Unfortunately, it doesn’t seem reasonable to degrade the quality of randomness used by a function called uuid_generate_random()
, since it might be used by something a little more critical than setting UUIDs for fonts in fontconfig
; a quick search on sources.debian.org returns 58 packages with that name in their source code at the very least. Increasing this function’s complexity to add an I don’t care about entropy quality
option doesn’t seem too good either. So maybe it might make sense to see if fontconfig
might be tweaked to use something that wouldn’t rely on getrandom()
…
Time to report these findings to the Debian Installer team as a whole, adding fontconfig
and util-linux
developers to the loop. Let’s see what consensus we can reach.
Update (June 2018)
Ben Hutchings saved the day one more time, checking my status report and quickly pointing out that the same issue was encountered with plymouth as well. That component also runs very early in the boot process, to provide with a graphical “splash” screen.
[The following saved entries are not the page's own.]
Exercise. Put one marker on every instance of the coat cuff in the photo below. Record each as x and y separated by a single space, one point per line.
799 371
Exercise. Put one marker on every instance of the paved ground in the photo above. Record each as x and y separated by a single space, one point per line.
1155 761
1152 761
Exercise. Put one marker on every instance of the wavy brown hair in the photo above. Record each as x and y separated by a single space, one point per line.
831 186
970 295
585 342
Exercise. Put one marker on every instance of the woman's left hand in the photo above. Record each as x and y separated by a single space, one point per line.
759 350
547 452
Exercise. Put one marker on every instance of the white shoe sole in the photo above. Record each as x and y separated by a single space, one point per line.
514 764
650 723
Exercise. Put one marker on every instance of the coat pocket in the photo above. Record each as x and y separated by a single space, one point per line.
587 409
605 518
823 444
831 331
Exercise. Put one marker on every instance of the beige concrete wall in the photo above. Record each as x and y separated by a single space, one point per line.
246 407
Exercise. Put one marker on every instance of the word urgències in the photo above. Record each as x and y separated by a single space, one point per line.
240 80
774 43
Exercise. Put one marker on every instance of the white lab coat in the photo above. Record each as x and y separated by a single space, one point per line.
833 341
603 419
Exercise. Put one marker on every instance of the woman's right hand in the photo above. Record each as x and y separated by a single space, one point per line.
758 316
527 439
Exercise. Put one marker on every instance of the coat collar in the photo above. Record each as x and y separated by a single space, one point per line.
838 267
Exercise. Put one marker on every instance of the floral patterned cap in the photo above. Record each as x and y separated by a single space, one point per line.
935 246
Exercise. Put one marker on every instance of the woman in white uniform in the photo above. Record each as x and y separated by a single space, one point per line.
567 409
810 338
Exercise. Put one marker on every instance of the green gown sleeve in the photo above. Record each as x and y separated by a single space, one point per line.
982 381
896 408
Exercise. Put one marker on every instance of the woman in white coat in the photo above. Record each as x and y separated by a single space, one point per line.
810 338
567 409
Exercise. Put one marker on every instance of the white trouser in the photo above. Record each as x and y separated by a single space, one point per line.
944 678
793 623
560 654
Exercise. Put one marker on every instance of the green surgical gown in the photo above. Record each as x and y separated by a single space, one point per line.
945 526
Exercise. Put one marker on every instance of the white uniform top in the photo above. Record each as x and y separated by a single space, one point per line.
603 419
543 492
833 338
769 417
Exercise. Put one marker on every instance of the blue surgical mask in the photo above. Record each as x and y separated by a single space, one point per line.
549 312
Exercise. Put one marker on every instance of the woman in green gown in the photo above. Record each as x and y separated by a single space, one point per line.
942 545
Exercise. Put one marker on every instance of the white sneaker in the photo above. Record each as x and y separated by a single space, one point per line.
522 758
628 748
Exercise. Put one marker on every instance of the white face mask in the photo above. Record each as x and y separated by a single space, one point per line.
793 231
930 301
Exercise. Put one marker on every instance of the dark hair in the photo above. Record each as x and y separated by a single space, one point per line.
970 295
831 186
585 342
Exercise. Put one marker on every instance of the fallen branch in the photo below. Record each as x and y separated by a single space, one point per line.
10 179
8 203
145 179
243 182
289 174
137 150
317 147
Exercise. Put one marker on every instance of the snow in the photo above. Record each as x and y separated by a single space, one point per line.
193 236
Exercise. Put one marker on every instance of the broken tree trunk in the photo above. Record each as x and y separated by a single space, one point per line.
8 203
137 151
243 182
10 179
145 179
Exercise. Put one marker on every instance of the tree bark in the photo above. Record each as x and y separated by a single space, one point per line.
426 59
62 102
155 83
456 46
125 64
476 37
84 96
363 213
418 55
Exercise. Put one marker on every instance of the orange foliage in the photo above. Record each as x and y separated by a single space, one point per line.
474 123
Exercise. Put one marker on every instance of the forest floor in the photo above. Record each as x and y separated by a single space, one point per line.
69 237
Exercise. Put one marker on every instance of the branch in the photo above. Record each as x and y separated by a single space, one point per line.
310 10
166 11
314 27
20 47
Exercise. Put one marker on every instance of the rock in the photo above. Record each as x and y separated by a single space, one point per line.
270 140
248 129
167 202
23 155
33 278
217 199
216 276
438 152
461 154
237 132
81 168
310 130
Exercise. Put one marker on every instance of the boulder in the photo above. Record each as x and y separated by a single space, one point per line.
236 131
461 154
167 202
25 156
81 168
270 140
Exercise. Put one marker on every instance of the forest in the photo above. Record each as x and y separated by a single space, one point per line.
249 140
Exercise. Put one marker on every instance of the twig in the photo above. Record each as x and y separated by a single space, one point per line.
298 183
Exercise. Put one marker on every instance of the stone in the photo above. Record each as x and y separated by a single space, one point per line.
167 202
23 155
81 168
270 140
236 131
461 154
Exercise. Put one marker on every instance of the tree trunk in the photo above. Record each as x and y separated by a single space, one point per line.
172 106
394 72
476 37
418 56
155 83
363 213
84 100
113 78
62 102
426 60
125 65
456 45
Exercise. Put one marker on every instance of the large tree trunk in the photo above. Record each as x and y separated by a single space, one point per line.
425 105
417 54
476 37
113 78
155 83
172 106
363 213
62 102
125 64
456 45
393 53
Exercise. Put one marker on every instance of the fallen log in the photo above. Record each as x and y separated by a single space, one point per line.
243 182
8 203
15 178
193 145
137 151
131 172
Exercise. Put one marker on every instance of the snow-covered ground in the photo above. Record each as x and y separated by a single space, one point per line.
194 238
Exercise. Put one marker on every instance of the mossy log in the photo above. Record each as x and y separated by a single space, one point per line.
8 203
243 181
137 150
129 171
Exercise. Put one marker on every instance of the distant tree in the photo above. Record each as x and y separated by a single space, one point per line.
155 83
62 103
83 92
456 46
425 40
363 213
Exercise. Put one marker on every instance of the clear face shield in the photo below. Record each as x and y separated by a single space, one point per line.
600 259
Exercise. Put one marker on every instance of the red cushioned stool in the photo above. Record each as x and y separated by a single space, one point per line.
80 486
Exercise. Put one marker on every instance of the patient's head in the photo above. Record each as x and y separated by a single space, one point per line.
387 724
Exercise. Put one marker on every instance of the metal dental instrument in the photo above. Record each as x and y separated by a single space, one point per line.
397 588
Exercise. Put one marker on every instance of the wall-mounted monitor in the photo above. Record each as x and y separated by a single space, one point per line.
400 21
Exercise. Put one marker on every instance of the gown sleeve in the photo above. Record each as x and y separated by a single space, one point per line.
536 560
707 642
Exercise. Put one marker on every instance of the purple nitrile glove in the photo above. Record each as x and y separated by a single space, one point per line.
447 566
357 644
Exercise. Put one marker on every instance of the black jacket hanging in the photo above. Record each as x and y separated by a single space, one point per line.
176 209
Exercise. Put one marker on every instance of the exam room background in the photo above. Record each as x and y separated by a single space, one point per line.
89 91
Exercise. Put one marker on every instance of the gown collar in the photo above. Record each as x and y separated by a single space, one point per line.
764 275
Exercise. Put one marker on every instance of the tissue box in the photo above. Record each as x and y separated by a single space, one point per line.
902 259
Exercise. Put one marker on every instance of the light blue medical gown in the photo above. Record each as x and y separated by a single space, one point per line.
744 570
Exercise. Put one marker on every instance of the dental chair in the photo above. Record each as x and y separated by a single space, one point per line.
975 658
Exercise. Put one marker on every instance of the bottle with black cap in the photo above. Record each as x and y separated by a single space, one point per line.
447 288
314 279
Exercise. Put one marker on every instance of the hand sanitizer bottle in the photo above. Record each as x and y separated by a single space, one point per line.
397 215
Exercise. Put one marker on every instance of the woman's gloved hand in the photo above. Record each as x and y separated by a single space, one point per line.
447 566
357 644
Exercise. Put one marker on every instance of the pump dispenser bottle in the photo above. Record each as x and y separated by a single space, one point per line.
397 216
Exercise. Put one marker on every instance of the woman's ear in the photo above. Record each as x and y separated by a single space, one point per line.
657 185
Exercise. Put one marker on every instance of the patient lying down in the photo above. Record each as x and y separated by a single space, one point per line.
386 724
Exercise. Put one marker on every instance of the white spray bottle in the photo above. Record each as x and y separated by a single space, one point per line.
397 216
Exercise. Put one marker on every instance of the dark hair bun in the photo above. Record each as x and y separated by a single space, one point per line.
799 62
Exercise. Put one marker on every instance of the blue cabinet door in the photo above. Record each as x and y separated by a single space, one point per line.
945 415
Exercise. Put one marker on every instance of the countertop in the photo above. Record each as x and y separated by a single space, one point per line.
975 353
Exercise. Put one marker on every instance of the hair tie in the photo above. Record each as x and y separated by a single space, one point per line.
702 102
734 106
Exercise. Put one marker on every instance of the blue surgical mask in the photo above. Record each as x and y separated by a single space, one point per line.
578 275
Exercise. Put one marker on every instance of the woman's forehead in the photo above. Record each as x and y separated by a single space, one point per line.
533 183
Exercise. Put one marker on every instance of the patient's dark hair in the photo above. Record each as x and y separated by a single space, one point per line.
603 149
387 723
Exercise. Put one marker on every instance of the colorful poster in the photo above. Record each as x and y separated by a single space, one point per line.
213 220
Borrowing the fix from plymouth was very easy, as it was only about creating the fontconfig cache at build-time thanks to an fc-cache
call; and that finally made this issue vanish!
There was still a little issue left to fix, as the X server had been updated in the meanwhile: a transition to a major version of the X stack had started in unstable
in the meanwhile, and there was a regression with the fbdev
driver. The server would fail to start with:
Xorg: symbol lookup error: /usr/lib/xorg/modules/drivers/fbdev_drv.so: undefined symbol: shadowUpdatePackedWeak
The Debian Installer side was tracked in #900317, even if the actual issue was first filed as #900613 against the xserver-xorg-video-fbdev
package (also affecting its xserver-xorg-video-fbdev-udeb
counterpart).
Having very responsive X people helped Cyril realize the patch was easy to grab and test, and that finally concluded the treasure hunt to repair the graphical installer! Two weeks after that, the Debian Installer Buster Alpha 3 release was published.